The songs of distant Earth indeed! An Earth distant not only in trillions of kilometers but in time. Memories of Poul Anderson’s Leonora Christine (from the classic novel Tau Zero) come to mind, and so do Alastair Reynolds’ ‘lighthuggers.’ Could you find a crew willing to leave everything they knew behind to embark on a journey into the future? Sagan had no doubts on the matter:

Despite the dangers of the passage and the length of the voyage, I have no doubt that qualified crew for such missions could be mustered. Shorter, round-trip journeys to destinations within our Galaxy might prove even more attractive. Not only would the crews voyage to a distant world, but they would return in the distant future of their own world, an adventure and a challenge certainly difficult to duplicate.

But while the physics of such a journey seem sound, the problems are obvious, not the least of which is what kind of propulsion system would get you to speeds crowding the speed of light. The Bussard ramjet once seemed a candidate (and indeed, this is essentially what Anderson used in Tau Zero), but we’ve since learned that issues of drag make the concept unworkable and better suited to interstellar braking than acceleration. And then there’s the slight issue of survival, which William Edelstein (Johns Hopkins) and Arthur Edelstein (UCSF) discussed at the recent conference of the American Physical Society (abstract here). The Edelsteins worry less about propulsion and more about what happens when a relativistic rocket encounters interstellar hydrogen.

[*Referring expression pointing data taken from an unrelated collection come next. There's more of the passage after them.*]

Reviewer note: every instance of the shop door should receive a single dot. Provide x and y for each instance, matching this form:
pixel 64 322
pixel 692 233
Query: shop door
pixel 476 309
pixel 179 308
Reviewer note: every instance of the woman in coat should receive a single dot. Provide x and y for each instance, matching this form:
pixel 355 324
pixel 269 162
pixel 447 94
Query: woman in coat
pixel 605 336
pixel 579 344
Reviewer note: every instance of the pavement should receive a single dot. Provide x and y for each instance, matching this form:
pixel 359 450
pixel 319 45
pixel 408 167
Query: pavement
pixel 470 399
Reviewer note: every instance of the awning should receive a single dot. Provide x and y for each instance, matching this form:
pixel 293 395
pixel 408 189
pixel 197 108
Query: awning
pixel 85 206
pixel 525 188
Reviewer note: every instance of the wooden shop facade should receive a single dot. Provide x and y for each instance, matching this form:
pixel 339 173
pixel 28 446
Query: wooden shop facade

Figure two hydrogen atoms on average per cubic centimeter of interstellar space, and that average can vary wildly depending on where you are. A relativistic spacecraft encounters this hydrogen in highly compressed form. Travel at 99.999998 percent of the speed of light and the kinetic energy you encounter from hydrogen atoms reaches levels attainable on Earth only within the Large Hadron Collider, once it’s fully ramped up for service. This New Scientist article comments on the Edelstein’s presentation, noting that the crew would be exposed to a radiation dose of 10,000 sieverts within a second at such speeds. Six sieverts is considered a fatal dose.

Traveling near lightspeed seems a poor choice indeed. The Edelsteins calculate that a 10-centimeter layer of aluminum shielding would absorb less than one percent of all this energy, and of course as you add layer upon layer of further shielding, you dramatically increase the mass of the vehicle you are hoping to propel to these fantastic velocities. The increased heat load would likewise demand huge expenditures of energy to cool the ship.

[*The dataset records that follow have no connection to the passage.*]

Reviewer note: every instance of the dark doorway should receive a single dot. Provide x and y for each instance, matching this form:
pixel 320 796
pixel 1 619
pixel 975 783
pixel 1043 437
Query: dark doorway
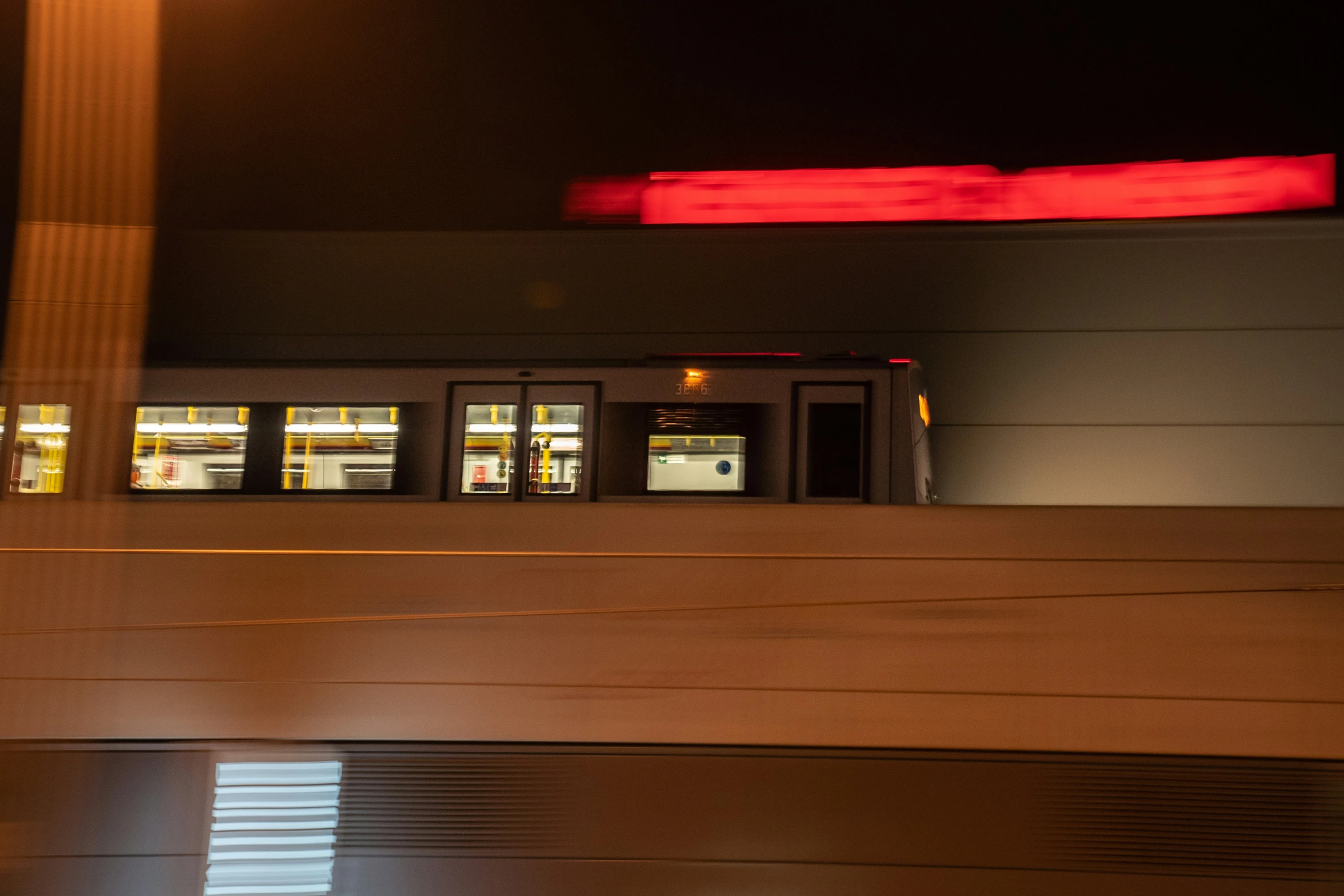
pixel 835 451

If travel between the stars within human lifetimes is possible, it most likely will happen at much lower speeds. Ten percent of lightspeed gets you to the Centauri stars in forty three years, a long but perhaps feasible mission for an extraordinary crew. If we eventually find shortcuts through space (wormholes) or warp drive a la Miguel Alcubierre, so much the better, but getting too close to lightspeed itself seems a dangerous and unlikely goal.